DIO CI PARLA ATTRAVERSO LE CIRCOSTANZE – (Ecclesiaste 9:11)
Accingendoci a trattare quest’argomento dobbiamo chiedere a Dio di donarci una particolare sensibilità spirituale per non scivolare, anche inconsapevolmente, nel fatalismo (fatalismo=visione della realtà per cui tutto ciò che ci accade, anche quello che deriva dai propri atti, è considerato sostanzialmente dovuto ad una forza ineluttabile, superiore alla volontà umana), nel fanatismo (fanatismo=atteggiamento mentale di chi si dedica ad un’attività con eccessivo entusiasmo) o spiritualizzare ogni circostanza, anche la più naturale, a danno della vera spiritualità. Tra i tre pericoli, il terzo è più sottile e più dannoso perché rende banale la testimonianza e attira sul credente l’ilarità e lo sdegno di chi ascolta. Ci accostiamo, quindi, a valutare questo strumento, usato da Dio per parlarci, con molta attenzione e sottomissione allo Spirito Santo.

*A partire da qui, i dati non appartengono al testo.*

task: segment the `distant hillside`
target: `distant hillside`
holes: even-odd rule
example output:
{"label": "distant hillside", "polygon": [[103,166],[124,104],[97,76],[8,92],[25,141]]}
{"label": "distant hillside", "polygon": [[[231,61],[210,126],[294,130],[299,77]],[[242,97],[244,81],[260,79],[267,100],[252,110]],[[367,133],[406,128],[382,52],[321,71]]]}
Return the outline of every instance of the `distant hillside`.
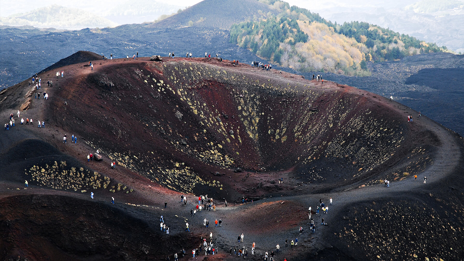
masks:
{"label": "distant hillside", "polygon": [[103,57],[101,55],[97,54],[95,52],[86,51],[79,51],[68,56],[66,58],[61,59],[56,63],[42,70],[40,73],[70,65],[102,59],[103,59]]}
{"label": "distant hillside", "polygon": [[233,24],[277,14],[271,6],[256,0],[205,0],[149,27],[196,26],[228,29]]}
{"label": "distant hillside", "polygon": [[300,72],[367,75],[368,62],[446,50],[445,46],[439,47],[368,23],[340,25],[284,2],[268,2],[279,14],[234,25],[230,29],[231,42]]}
{"label": "distant hillside", "polygon": [[53,5],[24,13],[0,17],[0,25],[32,26],[37,27],[73,29],[113,27],[117,24],[79,9]]}

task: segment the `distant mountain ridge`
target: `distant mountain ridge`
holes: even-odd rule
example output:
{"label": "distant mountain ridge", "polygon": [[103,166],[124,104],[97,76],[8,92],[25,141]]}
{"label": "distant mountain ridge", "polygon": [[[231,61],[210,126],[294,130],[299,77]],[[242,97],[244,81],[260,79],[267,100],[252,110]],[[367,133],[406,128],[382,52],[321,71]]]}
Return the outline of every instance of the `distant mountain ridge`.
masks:
{"label": "distant mountain ridge", "polygon": [[272,9],[271,6],[256,0],[205,0],[179,13],[148,25],[147,27],[165,28],[190,26],[228,29],[233,24],[277,13],[277,10]]}
{"label": "distant mountain ridge", "polygon": [[52,5],[8,17],[0,17],[0,25],[32,26],[57,29],[114,27],[117,24],[83,10]]}

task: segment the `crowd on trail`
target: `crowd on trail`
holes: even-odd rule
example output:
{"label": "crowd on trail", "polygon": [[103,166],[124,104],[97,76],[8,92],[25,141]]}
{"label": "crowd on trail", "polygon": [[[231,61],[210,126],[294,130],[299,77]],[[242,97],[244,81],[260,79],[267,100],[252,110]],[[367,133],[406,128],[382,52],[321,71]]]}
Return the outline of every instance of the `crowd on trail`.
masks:
{"label": "crowd on trail", "polygon": [[[271,71],[272,70],[272,65],[271,64],[264,64],[261,62],[253,61],[251,62],[251,67],[259,68],[261,70],[264,71]],[[281,70],[281,73],[282,73]]]}
{"label": "crowd on trail", "polygon": [[[313,74],[313,80],[315,79],[314,77],[315,77],[315,75],[314,75],[314,74]],[[324,82],[324,79],[322,78],[322,74],[318,74],[316,76],[316,79],[317,80],[317,81],[322,81],[322,83]]]}

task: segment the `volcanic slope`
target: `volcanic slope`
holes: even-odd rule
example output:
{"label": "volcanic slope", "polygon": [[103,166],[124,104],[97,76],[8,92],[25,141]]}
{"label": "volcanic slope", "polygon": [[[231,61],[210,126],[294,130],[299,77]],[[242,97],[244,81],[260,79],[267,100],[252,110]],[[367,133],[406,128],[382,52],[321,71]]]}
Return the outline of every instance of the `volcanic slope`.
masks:
{"label": "volcanic slope", "polygon": [[[22,117],[36,121],[32,126],[17,123],[0,140],[1,199],[6,207],[0,212],[0,225],[7,231],[1,238],[6,257],[172,258],[174,252],[191,249],[200,243],[200,236],[209,235],[202,226],[205,217],[212,224],[214,219],[224,221],[221,230],[214,230],[223,253],[243,245],[234,243],[234,237],[247,231],[253,233],[247,235],[246,243],[260,245],[255,259],[277,242],[283,245],[284,239],[296,236],[301,247],[284,250],[289,260],[373,259],[380,253],[369,248],[375,250],[381,244],[392,253],[382,258],[412,260],[396,252],[394,246],[409,242],[400,230],[393,235],[376,234],[375,226],[365,223],[375,224],[383,218],[382,226],[395,225],[401,218],[390,215],[388,208],[414,208],[407,202],[418,199],[427,209],[438,207],[436,199],[455,202],[448,206],[455,211],[437,213],[444,227],[434,229],[441,242],[462,241],[462,229],[453,228],[463,226],[462,186],[453,186],[451,194],[437,186],[449,186],[450,177],[462,183],[463,141],[456,133],[426,117],[408,122],[407,116],[416,112],[334,82],[225,60],[163,59],[102,60],[94,62],[93,71],[84,66],[87,63],[74,64],[58,68],[67,72],[64,78],[44,72],[39,76],[43,82],[54,81],[53,87],[43,85],[46,100],[33,98],[36,91],[27,86],[28,79],[0,92],[4,117],[21,107]],[[36,127],[39,119],[45,119],[45,128]],[[62,141],[65,134],[67,144]],[[70,142],[71,134],[78,137],[77,144]],[[86,160],[97,149],[103,162]],[[109,168],[113,161],[115,169]],[[422,182],[414,182],[415,174],[426,176],[432,184],[423,188]],[[277,182],[280,177],[283,184]],[[380,187],[385,178],[391,188]],[[19,189],[25,179],[30,188]],[[90,191],[96,194],[91,202]],[[187,208],[175,203],[181,194],[188,195]],[[217,214],[185,217],[198,196],[206,194],[237,203],[221,204]],[[276,196],[284,197],[273,199]],[[118,204],[108,202],[111,196]],[[242,197],[254,202],[240,204]],[[338,203],[323,216],[331,225],[312,235],[296,234],[300,225],[309,231],[308,205],[314,210],[318,199],[329,197]],[[169,207],[163,209],[165,201]],[[29,204],[33,207],[28,209]],[[381,215],[371,215],[368,206]],[[425,246],[419,255],[438,260],[462,254],[454,244],[454,250],[428,250],[435,243],[422,235],[434,228],[424,223],[427,211],[414,214],[411,220],[420,225],[408,226]],[[51,217],[45,220],[44,215]],[[174,243],[169,247],[161,246],[157,217],[153,222],[161,215],[172,224]],[[317,224],[321,215],[316,216]],[[88,226],[71,226],[67,234],[71,217]],[[103,222],[107,219],[120,229]],[[124,225],[130,220],[134,225]],[[186,221],[189,233],[183,229]],[[25,233],[31,223],[39,228]],[[133,225],[146,230],[131,229]],[[43,226],[59,229],[47,233]],[[82,231],[83,239],[76,235]],[[372,236],[366,236],[367,231]],[[392,236],[396,241],[390,243]],[[124,236],[134,243],[125,243]],[[141,243],[147,237],[153,238]],[[121,246],[117,253],[110,251]],[[41,253],[27,250],[39,247]]]}

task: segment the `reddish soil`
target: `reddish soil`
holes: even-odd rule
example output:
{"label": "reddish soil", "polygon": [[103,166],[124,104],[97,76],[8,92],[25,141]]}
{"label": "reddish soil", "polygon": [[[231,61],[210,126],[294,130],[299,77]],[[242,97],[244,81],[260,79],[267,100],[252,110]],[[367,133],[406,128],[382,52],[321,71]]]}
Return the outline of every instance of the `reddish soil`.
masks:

L’uomo naturale tende a “leggere” dalle circostanze la buona o cattiva sorte, spesse volte per scaricarsi le responsabilità. Per questo motivo alcuni si sentono “fortunati” ed altri “sfortunati”.
Per il credente, la parola “fortuna” non ha alcun senso, perché sa che nulla gli capita a caso, ma tutto è sorretto e permesso da Dio (Osea 11:1-4; I Re 22:1- 18; continua con I Re 22:26-38). Una freccia scoccata a caso e la battaglia che si fa più cruenta, tale da trattenere il passaggio del re, sono circostanze che adempiono la volontà di Dio per il re d’Israele. Micaiah aveva confermato la profezia di Elia che aveva decretato la morte del re Achab, il cui sangue sarebbe stato leccato dai cani (I Re 21:17-20). Non fu un caso ma la realizzazione di un decreto divino.
Nel senso più ampio dell’argomento, possiamo notare che, sin dai tempi antichi, i profeti indagavano le circostanze per comprendere quando si sarebbero realizzate le cose di cui essi stessi furono messaggeri e profeti (I Pietro 1:11).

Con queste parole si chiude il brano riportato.